Introduction:
In the concluding part of our exclusive interview with Dr. Stefan Liebing, Chairman of Afrika-Verein der deutschen Wirtschaft e.V., we explore the delicate balance between Human Rights, Environmental policies, and their impact on German-African relations. Dr. Liebing shares his insights on the diplomatic nuances and economic repercussions of Germany’s approach to these critical issues.
R:Ed: Africans find it particularly insensitive how Germans approach human rights issues. Take, for example, the LGBQT+ discussion; it’s not our place to engage in such discussions in Africa. I think it is completely irrelevant, it is not our role to discuss.
Stefan: I concur. When this reputation was being discussed in Germany, an African ambassador emphasized that the human rights situation might not improve if German companies withdraw. He believes German companies uphold human rights in Africa better than some others. So, why does the German government attempt to do our job? For instance, in South Africa, why doesn’t the German government leave it to the South African government to enforce consequences for certain behaviors, rather than dictating terms? We would be quite displeased if the Chinese government told Chinese investors they couldn’t go to Germany without proving adherence to certain standards.
I asked a former diplomat to shed light on the diplomatic strategy behind potentially offending our largest global customer, America. However, he couldn’t provide a satisfactory explanation.
R:Ed: In England, it’s referred to as understanding one’s position, and this isn’t about understanding your place, but recognizing that you aren’t entitled to speak on that particular topic. This is quite remarkable on a public platform. I believe another aspect concerning human rights should be within the purview of African governments because they are in a position of authority.
The third aspect that has become increasingly contentious is the environment. European laws are becoming progressively stringent, leading to a situation where businesses seek environments with less regulation, often turning to Africa for production. This occurs because certain practices, no longer permissible in Germany due to overregulation, find a less regulated setting in Africa. This global scenario is evidently more perilous than if regulations in Europe were more pragmatic and feasible, for reasons that currently seem elusive.
Stefan: Years ago, I suggested the establishment of an EU-Africa trading zone for emission certificates. Currently, our approach involves expensive measures like adding a third layer of glass to German windows, which incurs significant costs and provides marginal CO2 reduction or building efficiency. With a shared trading zone for emission certificates, capital could be directed where one dollar invested can yield substantial emissions reduction, potentially in less environmentally regulated African power plants rather than German ones. To avoid global CO2 emissions, German investments could flow to Africa for green technology, forming part of a comprehensive emissions trading system.

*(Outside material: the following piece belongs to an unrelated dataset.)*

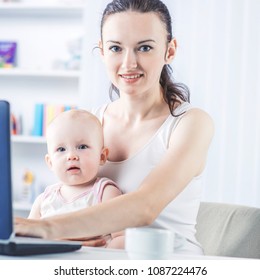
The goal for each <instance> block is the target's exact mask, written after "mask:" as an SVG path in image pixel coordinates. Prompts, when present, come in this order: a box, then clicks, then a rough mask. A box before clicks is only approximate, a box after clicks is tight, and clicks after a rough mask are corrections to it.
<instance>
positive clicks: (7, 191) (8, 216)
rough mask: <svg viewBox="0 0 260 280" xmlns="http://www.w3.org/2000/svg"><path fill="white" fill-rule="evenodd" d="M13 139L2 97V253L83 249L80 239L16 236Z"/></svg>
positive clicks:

This approach could be economically sensible, allowing us to maximize the reduction of CO2 emissions with the same amount of investment. It has the potential to mobilize significant investment in Africa, transforming the continent into a leader in green technology. The key requirement is to establish a joint market for emissions trading. Given that the EU already has such a system and there exists an Africa free trade zone, a single contract between the African Free Trade Secretariat and the European Union could facilitate this initiative. Surprisingly, despite proposing this idea a decade ago, no progress has been made. It’s a logical and impactful solution.
Implementing unilateral restrictions and excluding technologies in Germany may not be economically sound. As you rightly pointed out, what cannot be produced in Germany may end up being produced elsewhere, potentially in Africa. If we can’t achieve clean steel production here, let’s ensure that steel plants in Africa adopt cleaner practices through an emission trading system. This approach aligns with both economic and environmental sensibilities.
R:Ed: Exactly, it’s disheartening. My father, representing the German Government, played a pivotal role in drafting the initial EU laws on the environment. He even signed as the President of the EU for Environmental issues. He closely monitors the ongoing discussions and expresses frustration, stating that the escalating strictness in Germany is creating more issues in the third world. Although we can measure these impacts, they often go unacknowledged.
Whether it’s water or air quality, he emphasizes the simplicity of significantly reducing the cost of implementing measures like the 18/20 rule in water pollution. However, the focus tends to be on achieving marginal improvements, like making something marginally cleaner by 0.01%, leading to minimal benefits at a phenomenal cost. He mentions the disconnect between scientists and economists, highlighting that scientists might not be consulting with professionals like you or, even if they are, the advice might be disregarded – a situation he terms as “plank tom,” akin to the Russian expression, which implies a futile effort leading to nothing.
R:Ed: Thank you for your time and sharing your perspective on German and Africa collaborations.